Fazendo ao redor de 18 meses de terapia e eu já maior de idade estou falando uma trivialidade qualquer da vida durante a sessão quando na verdade queria liberar o glitter. Lá pela metade do meu horário naquela manhã quente de quinta-feira, eu interrompo a mulher no meio de sua esplanação sobre algo naquele momento irrelevante para mim e digo algo mais ou menos assim:

“Olha, na verdade eu estou aqui hoje não para falar disso, eu quero falar de outra coisa. Você já sabe, já sabe desde o começo, eu venho mentindo, minhas mãos estão geladas, meu pés também [o Well sente o coração disparando e os ossos da almofada em seu colo quebrando, kkk], enfim, eu estou falando mais do que quero, é, eu sou gay!”

Bem, o que aconteceu depois disso, bem, naquele dia, ela falou que já sabia, que estava esperando por aquilo, estava esperando o meu tempo, mas não que eu viesse daquela maneira tão “interrompente” e disparada, o que foi de certa maneira engraçada.
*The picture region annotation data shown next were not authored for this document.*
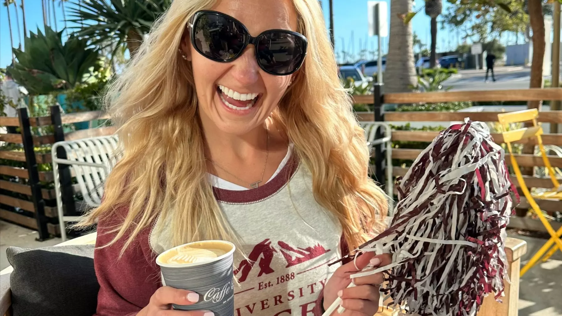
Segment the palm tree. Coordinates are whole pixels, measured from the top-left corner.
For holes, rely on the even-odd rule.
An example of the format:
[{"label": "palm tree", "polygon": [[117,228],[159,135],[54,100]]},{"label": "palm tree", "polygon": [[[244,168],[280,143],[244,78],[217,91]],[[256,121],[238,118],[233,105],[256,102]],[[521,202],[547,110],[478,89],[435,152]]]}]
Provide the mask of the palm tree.
[{"label": "palm tree", "polygon": [[431,18],[431,56],[429,67],[434,68],[437,63],[437,17],[443,11],[441,0],[425,0],[425,14]]},{"label": "palm tree", "polygon": [[58,27],[57,27],[57,15],[55,13],[55,0],[52,0],[51,4],[53,9],[53,20],[55,20],[55,31],[56,31],[58,30]]},{"label": "palm tree", "polygon": [[[4,0],[4,6],[6,7],[6,11],[8,12],[8,27],[10,29],[10,41],[12,44],[11,47],[13,47],[13,36],[12,34],[12,20],[10,17],[10,0]],[[11,50],[11,49],[10,49]],[[16,59],[13,57],[13,53],[12,53],[12,63],[16,62]]]},{"label": "palm tree", "polygon": [[404,17],[411,11],[412,1],[392,0],[390,2],[390,34],[384,92],[411,91],[411,87],[417,81],[413,53],[412,25],[405,24]]},{"label": "palm tree", "polygon": [[[25,7],[24,6],[24,0],[21,0],[21,16],[24,18],[24,38],[28,36],[28,27],[25,25]],[[24,43],[25,45],[25,41]]]},{"label": "palm tree", "polygon": [[[22,0],[23,1],[23,0]],[[65,12],[65,2],[68,0],[61,0],[61,8],[62,9],[62,18],[65,20],[65,29],[66,30],[66,35],[68,35],[69,31],[66,27],[66,13]]]}]

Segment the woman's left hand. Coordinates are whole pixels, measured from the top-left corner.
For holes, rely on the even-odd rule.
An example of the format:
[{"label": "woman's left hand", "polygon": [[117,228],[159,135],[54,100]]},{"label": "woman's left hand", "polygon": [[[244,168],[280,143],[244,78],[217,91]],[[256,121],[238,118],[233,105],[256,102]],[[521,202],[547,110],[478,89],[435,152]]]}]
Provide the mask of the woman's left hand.
[{"label": "woman's left hand", "polygon": [[[353,281],[356,286],[347,288],[351,283],[350,276],[360,271],[368,265],[374,266],[375,268],[383,267],[389,264],[392,259],[389,254],[375,255],[374,253],[366,253],[355,261],[356,268],[353,261],[338,268],[324,288],[324,310],[339,296],[342,300],[341,305],[346,309],[342,314],[345,316],[373,316],[378,312],[380,297],[379,287],[384,281],[383,273],[354,278]],[[337,314],[337,312],[334,313]]]}]

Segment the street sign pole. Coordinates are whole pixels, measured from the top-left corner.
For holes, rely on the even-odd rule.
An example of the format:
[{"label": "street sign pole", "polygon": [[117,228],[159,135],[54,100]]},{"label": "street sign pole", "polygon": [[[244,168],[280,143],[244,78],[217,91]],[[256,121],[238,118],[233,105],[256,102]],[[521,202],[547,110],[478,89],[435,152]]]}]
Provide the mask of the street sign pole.
[{"label": "street sign pole", "polygon": [[384,1],[367,2],[369,35],[376,35],[378,46],[377,59],[377,82],[383,82],[383,38],[388,36],[388,6]]},{"label": "street sign pole", "polygon": [[[551,87],[558,87],[560,85],[560,3],[554,1],[552,4],[552,17],[554,19],[554,40],[552,41],[552,80]],[[550,110],[560,110],[560,100],[553,100],[550,103]],[[552,133],[562,133],[560,124],[551,124],[550,132]]]}]

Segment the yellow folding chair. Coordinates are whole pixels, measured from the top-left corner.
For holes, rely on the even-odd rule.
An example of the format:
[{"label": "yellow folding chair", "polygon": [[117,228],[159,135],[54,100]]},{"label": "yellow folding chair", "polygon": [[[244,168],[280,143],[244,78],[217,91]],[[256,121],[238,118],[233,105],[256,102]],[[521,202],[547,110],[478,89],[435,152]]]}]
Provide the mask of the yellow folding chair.
[{"label": "yellow folding chair", "polygon": [[[548,198],[562,200],[562,186],[558,182],[558,180],[556,178],[556,174],[554,173],[554,169],[552,168],[552,165],[550,164],[550,161],[549,161],[549,158],[546,156],[546,152],[542,144],[542,139],[541,138],[541,135],[543,134],[542,128],[537,123],[537,118],[538,117],[538,111],[536,109],[517,111],[509,113],[502,113],[497,115],[498,121],[502,129],[502,134],[504,136],[504,142],[507,145],[507,150],[509,151],[511,166],[513,167],[513,170],[515,173],[515,176],[517,177],[517,182],[519,183],[521,190],[523,191],[529,204],[537,214],[537,216],[538,216],[538,218],[541,220],[541,222],[542,222],[542,225],[545,226],[546,230],[551,236],[550,239],[537,252],[537,253],[534,254],[529,262],[521,269],[520,276],[523,276],[525,274],[525,272],[532,267],[541,258],[543,258],[543,261],[546,261],[557,249],[562,251],[562,239],[561,239],[561,236],[562,236],[562,227],[559,229],[558,231],[555,231],[552,226],[550,225],[549,221],[542,213],[537,202],[535,202],[535,199]],[[510,124],[527,121],[533,122],[532,127],[518,128],[511,131],[509,130],[508,126]],[[519,169],[519,166],[517,164],[515,156],[513,155],[511,143],[532,138],[536,138],[537,143],[538,145],[538,147],[541,150],[541,153],[542,155],[542,160],[545,163],[545,168],[548,171],[550,179],[552,180],[554,188],[548,190],[545,192],[532,194],[529,191],[527,185],[525,184],[525,180],[521,174],[521,170]],[[553,245],[554,247],[552,247]]]}]

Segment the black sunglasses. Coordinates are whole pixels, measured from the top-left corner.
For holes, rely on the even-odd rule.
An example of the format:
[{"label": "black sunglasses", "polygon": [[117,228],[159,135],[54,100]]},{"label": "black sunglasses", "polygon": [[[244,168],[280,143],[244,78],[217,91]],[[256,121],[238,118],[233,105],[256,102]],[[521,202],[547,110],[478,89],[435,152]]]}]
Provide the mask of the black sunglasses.
[{"label": "black sunglasses", "polygon": [[253,37],[240,21],[217,11],[197,11],[189,26],[193,47],[216,62],[234,61],[251,44],[256,47],[257,64],[264,71],[286,76],[298,70],[306,55],[307,42],[302,34],[268,30]]}]

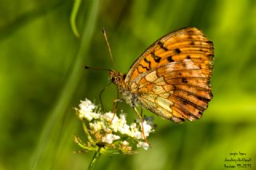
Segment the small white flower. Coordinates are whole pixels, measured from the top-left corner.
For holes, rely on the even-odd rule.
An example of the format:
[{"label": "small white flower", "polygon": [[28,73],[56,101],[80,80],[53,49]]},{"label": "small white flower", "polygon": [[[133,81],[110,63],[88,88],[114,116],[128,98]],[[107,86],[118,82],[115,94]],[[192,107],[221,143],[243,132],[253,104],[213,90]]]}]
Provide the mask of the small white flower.
[{"label": "small white flower", "polygon": [[96,105],[88,99],[81,101],[79,108],[78,117],[82,120],[87,119],[90,121],[93,119],[98,119],[100,117],[100,114],[94,113],[94,110],[96,109]]},{"label": "small white flower", "polygon": [[[111,112],[102,113],[98,109],[100,108],[88,99],[82,101],[79,109],[75,109],[90,142],[86,147],[97,148],[98,142],[103,142],[106,148],[117,148],[126,154],[136,152],[133,151],[134,145],[130,145],[130,143],[145,150],[149,148],[150,144],[145,142],[145,136],[149,136],[150,133],[154,132],[153,118],[146,117],[142,125],[140,120],[128,125],[126,115],[122,112],[118,116]],[[76,140],[76,143],[82,144],[80,140]]]},{"label": "small white flower", "polygon": [[102,137],[102,142],[112,144],[113,140],[118,140],[118,139],[120,139],[119,136],[108,133],[105,136]]},{"label": "small white flower", "polygon": [[123,144],[124,146],[128,146],[128,145],[129,145],[129,142],[127,142],[126,140],[123,140],[123,141],[122,141],[122,144]]},{"label": "small white flower", "polygon": [[145,136],[149,136],[150,132],[152,132],[152,127],[149,124],[147,124],[146,121],[143,121],[143,128]]},{"label": "small white flower", "polygon": [[137,147],[142,147],[145,150],[147,150],[150,148],[150,144],[147,142],[140,141],[137,144]]}]

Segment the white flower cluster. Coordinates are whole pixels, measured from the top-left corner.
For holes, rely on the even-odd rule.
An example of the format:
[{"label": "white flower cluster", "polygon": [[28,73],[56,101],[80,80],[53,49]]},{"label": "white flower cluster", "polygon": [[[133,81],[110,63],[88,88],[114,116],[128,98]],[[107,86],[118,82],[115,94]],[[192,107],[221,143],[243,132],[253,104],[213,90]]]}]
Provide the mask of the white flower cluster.
[{"label": "white flower cluster", "polygon": [[[97,111],[97,106],[88,99],[82,101],[79,109],[76,109],[78,117],[82,121],[88,121],[90,134],[101,134],[100,142],[106,144],[118,143],[123,147],[129,148],[129,142],[122,138],[130,137],[138,148],[148,149],[150,145],[145,141],[141,131],[141,123],[127,125],[126,114],[121,113],[119,117],[113,113],[102,113]],[[153,122],[143,121],[145,136],[149,136],[154,132]]]}]

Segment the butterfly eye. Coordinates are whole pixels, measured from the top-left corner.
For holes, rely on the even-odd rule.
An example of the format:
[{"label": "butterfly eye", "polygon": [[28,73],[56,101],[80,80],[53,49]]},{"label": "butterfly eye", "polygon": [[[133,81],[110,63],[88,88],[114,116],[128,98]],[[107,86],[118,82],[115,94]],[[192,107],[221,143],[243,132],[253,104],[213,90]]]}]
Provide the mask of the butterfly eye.
[{"label": "butterfly eye", "polygon": [[118,77],[113,77],[111,78],[111,81],[112,81],[114,84],[116,84],[116,85],[118,84],[119,81],[120,81],[120,79],[119,79]]}]

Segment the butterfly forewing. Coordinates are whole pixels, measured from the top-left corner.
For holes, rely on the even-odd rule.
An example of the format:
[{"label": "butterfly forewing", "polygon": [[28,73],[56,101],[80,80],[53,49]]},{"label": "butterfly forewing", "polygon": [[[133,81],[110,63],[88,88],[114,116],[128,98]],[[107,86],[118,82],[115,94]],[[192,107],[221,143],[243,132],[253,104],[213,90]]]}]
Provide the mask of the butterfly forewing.
[{"label": "butterfly forewing", "polygon": [[125,79],[140,104],[160,117],[181,122],[201,117],[212,98],[209,80],[213,44],[197,28],[185,28],[154,42]]}]

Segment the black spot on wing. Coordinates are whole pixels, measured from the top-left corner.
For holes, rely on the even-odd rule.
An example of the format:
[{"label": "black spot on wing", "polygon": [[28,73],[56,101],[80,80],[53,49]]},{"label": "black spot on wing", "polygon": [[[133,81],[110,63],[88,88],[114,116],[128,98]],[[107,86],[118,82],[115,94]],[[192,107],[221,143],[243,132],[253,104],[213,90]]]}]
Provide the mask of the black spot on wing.
[{"label": "black spot on wing", "polygon": [[146,66],[143,66],[142,64],[139,64],[139,65],[138,65],[138,67],[136,68],[137,71],[138,71],[139,73],[144,73],[144,71],[140,71],[140,68],[142,68],[142,69],[146,69],[146,70],[150,70],[149,68],[147,68],[147,67],[146,67]]},{"label": "black spot on wing", "polygon": [[144,57],[144,61],[149,64],[149,69],[151,69],[151,61]]},{"label": "black spot on wing", "polygon": [[165,51],[168,51],[168,49],[163,45],[163,43],[161,41],[158,42],[158,45],[159,45],[161,49],[163,49]]},{"label": "black spot on wing", "polygon": [[181,51],[181,49],[174,49],[174,53],[176,53],[176,54],[178,54],[178,53],[182,53],[182,51]]},{"label": "black spot on wing", "polygon": [[167,57],[167,61],[168,61],[169,62],[173,62],[173,61],[174,61],[172,56],[169,56],[169,57]]},{"label": "black spot on wing", "polygon": [[160,57],[155,55],[155,53],[154,52],[151,52],[150,54],[151,54],[152,57],[154,58],[154,61],[156,61],[158,63],[160,62],[160,61],[161,61]]},{"label": "black spot on wing", "polygon": [[187,79],[182,77],[182,83],[187,83]]}]

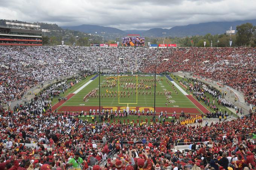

A terapia durante muitos meses foi o tempo de falar “Caraca, eu sofrendo desse tanto só por causa de uma bostinha simples dessa?”. Tudo que a terapeuta falava fazia sentido da mesma maneira que todos nomes que Adão, quando sozinho no paraíso, dava as coisas pegavam. Assim como Deus eu vi que aquilo, a terapia, era bom e disse que assim seja.

Apesar de ser a terapia um divisor de água, penso em encerrar as sessões, pelo menos por enquanto, dar um tempo, aprender mais, sofrer mais, para voltar ali ou em outro lugar. As sessões, a exemplo de toda minha vida, viraram um tédio e ali não tem nada que me prenda atenção. Sinto que eu já aprendi o suficiente até o momento, o que eu preciso agora é colocar em prática e esperar os burros darem na água para voltar ali ou em outro lugar. Eu sei que depende de mim dar mais graça à minha vida, encontrar novos amigos, terminar meu curso, encontrar um emprego que me satisfaça, virar o doce de filho que minha merece que eu seja e no entanto não sou. A noção que tenho é que ir agora as sessões será apenas bater na mesma tecla quando o quê eu preciso mesmo é de uma impressão a laser. KKK Adoro metáforas!